Mais il a un préalable: "Un rendez-vous avec le ministère de la Santé". Philippe Delorme estime que le communiqué de l'ARS demeure insuffisant et souhaite davantage d'explications sur le drame, réclame "l'assurance" qu'aucun personnel des établissements scolaires ne sera impliqué dans la procédure de vaccination et exige que les chefs d'établissement puissent refuser si les conditions matérielles ne sont pas réunies, notamment s'il n'y a pas assez de médecins.

"Il faut aussi que la surveillance post-injection sur des tapis de sol, évoquée par le dernier point de situation de l'ANSM, soit assurée par le personnel de l'ARS, pas par les établissements. Il est hors de question que l'on soit responsable de quoi que ce soit et que l'on se retourne contre nous."

Pour Serge Vallet, de la CGT-enseignement privé, c'est un "prétexte". "C'est évidemment un drame mais si quelqu'un avait eu un accident de voiture en allant se faire vacciner, on n'aurait pas arrêté la campagne de vaccination."

"Des raisons idéologiques privent les familles d'une potentielle vaccination", regrette-t-il.

"On a fait ça dans la précipitation"

Il n'en reste pas moins que certains médecins déplorent le manque de préparation de cette campagne. "Pour ma part, j'ai été informé au mois de juin. J'ai contacté plusieurs chefs d'établissement qui n'étaient pas au courant", raconte ce médecin qui travaille dans un centre de santé de Seine-Saint-Denis, interrogé au début de l'article.

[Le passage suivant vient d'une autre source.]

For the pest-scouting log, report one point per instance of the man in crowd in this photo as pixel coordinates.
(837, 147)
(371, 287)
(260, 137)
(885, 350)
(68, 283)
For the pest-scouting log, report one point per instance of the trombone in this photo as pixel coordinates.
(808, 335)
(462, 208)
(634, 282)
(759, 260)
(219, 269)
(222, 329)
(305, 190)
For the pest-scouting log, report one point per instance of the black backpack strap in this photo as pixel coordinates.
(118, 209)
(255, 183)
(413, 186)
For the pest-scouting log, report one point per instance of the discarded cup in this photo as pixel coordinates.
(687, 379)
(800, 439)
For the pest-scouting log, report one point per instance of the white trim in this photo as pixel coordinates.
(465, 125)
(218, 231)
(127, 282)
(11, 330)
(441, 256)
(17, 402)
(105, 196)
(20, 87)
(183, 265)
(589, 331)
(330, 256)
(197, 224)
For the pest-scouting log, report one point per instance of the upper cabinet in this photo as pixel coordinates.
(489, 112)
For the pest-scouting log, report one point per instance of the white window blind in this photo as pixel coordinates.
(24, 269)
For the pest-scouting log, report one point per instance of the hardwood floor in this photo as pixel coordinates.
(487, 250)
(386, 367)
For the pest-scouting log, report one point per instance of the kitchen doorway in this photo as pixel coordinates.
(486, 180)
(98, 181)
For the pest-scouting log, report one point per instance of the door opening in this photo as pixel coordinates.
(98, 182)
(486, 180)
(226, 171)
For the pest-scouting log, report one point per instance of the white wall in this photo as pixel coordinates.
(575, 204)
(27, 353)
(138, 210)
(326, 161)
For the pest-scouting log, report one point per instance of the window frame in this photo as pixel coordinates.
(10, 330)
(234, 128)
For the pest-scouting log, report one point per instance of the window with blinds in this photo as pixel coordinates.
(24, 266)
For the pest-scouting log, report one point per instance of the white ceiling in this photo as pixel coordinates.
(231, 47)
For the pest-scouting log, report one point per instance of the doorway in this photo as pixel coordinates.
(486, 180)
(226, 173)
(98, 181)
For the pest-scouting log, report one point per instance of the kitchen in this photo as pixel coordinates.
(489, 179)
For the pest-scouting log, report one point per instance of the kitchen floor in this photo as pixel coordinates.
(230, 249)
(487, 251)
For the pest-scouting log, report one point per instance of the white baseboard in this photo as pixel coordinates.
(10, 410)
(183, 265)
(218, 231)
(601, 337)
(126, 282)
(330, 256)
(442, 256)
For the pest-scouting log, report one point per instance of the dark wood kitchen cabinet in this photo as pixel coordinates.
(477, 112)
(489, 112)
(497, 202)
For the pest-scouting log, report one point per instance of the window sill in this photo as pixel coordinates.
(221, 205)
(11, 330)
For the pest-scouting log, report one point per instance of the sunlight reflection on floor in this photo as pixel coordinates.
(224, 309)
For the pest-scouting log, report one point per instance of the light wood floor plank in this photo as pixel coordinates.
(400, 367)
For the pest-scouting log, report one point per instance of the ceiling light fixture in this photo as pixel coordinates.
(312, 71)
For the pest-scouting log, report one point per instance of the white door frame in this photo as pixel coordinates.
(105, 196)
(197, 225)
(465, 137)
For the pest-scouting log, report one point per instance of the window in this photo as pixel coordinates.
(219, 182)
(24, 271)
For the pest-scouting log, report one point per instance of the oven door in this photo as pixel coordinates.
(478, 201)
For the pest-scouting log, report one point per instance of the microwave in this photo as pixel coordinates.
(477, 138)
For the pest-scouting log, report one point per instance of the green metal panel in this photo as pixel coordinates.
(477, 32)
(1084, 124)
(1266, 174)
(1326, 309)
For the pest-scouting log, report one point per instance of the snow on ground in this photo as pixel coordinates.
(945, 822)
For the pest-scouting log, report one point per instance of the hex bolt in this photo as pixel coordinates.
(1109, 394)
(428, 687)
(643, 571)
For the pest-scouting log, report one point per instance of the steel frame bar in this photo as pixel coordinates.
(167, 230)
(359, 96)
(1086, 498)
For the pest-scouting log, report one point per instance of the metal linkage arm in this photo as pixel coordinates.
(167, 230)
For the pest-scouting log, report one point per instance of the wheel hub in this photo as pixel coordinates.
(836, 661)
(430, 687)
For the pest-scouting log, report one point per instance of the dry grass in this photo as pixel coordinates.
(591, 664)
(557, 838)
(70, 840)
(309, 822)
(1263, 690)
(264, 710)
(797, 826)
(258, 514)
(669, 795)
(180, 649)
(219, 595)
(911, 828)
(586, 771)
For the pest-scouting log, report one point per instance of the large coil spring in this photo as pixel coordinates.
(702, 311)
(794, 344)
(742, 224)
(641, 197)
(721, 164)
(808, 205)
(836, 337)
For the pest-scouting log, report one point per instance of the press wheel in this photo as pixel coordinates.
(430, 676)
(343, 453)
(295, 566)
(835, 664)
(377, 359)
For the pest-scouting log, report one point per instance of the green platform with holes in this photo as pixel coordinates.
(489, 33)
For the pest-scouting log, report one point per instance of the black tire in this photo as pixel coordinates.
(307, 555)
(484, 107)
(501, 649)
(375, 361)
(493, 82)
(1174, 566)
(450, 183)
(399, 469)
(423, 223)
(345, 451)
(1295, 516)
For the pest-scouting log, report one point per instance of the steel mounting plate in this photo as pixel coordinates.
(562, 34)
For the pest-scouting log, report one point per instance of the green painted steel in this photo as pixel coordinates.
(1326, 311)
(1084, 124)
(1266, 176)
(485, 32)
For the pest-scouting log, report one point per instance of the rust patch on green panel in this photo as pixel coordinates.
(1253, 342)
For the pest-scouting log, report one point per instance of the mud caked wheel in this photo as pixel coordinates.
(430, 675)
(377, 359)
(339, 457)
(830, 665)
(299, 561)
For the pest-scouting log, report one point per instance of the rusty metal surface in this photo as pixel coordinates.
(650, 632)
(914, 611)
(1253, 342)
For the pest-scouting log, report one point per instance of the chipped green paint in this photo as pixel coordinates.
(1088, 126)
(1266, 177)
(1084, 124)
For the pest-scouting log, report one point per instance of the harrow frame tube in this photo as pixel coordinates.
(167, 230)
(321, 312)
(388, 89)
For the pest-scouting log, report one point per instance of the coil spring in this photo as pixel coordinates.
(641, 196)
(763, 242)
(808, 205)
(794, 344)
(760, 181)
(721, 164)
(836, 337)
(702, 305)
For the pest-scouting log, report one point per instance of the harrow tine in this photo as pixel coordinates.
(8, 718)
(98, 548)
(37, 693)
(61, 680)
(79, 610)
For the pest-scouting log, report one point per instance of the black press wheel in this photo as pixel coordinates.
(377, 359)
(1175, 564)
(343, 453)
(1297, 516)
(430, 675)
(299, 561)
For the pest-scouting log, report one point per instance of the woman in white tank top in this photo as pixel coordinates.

"On a fait ça dans la précipitation."

Lui comme certains de ses confrères auraient souhaité pouvoir organiser, après la rentrée, des réunions avec les parents dans les établissements scolaires. "On connait bien le terrain, on a l'habitude d'intervenir dans les collèges, on connaît certaines familles. Mais on nous a répondu: 'On n'a pas le temps'."

"Les parents ont reçu tout un tas de documents à la rentrée, ils avaient une semaine pour répondre, ils ont mis ça de côté. En santé publique et surtout dans le cadre d'une campagne de vaccination, si on ne colle pas au terrain, ça ne peut pas marcher."

Les papillomavirus humains sont des virus sexuellement transmissibles et responsables chaque année de 6400 nouveaux cas de cancers chez les femmes comme chez les hommes. C'est l'infection sexuellement transmissible (IST) la plus fréquente, rappelle la Haute Autorité de santé: huit personnes sur dix sont exposées à ces virus au cours de leur vie.

"La vaccination est la meilleure manière de prévenir l'infection à HPV", rappelle l'Organisation mondiale de la santé. Un vaccin qui protège contre neuf types de papillomavirus en cause dans 90% des cancers du col de l'utérus, 80% des cancers de l'anus et 90% des verrues ano-génitales.